The Reform Model SAM

The Schoolwide Applications Model (SAM) emerged from an eight-year research partnership between faculty from the University of Kansas and the Kansas City, Kansas (USD 500) School District.  The research, which culminated in 2006, was addressed to two questions:  1) can general and special education be combined in a manner consistent with federal and state law and applied in such a way that all students will benefit from the sum of all available school resources?  and 2) can schoolwide positive behavioral interventions and support (SWPBIS) become a driver for changing school culture (“enculturation”) in a way that results in increased academic achievement for all students, all subgroups?  Much of this effort was published in a series of articles in scientific journals and subsequently summarized in two recent books:  Sailor, W., Dunlap, G., Sugai, G., & Horner, R. (2009). Handbook of positive behavior support.  New York:  Springer; and Sailor, W. (2009). Making RTI work. San Francisco, CA:  Jossey-Bass.

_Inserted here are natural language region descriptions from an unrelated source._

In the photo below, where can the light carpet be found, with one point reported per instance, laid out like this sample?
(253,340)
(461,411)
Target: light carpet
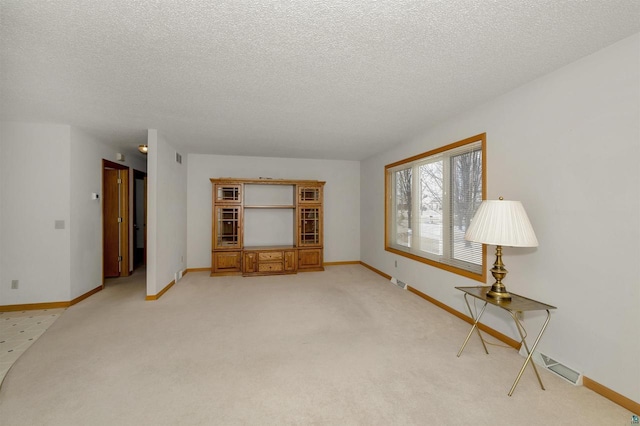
(339,347)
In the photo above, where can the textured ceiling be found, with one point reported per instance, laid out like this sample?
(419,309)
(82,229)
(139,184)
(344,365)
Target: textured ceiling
(339,79)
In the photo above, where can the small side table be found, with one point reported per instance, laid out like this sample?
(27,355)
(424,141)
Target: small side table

When SAM was exported to Ravenswood in East Palo Alto and to New Orleans, schoolwide response to intervention (RTI) was added as a guiding framework for instruction.  A community schools framework was also added to strengthen schools’ relationships with their communities and families.  The SAM Analysis System (SAMAN) was developed in 2002 to estimate the fidelity over time with which SAM is implemented in each participating school.  This tool underwent psychometric analysis between 2002 and 2007 and is now considered to be reliable and valid for its purposes.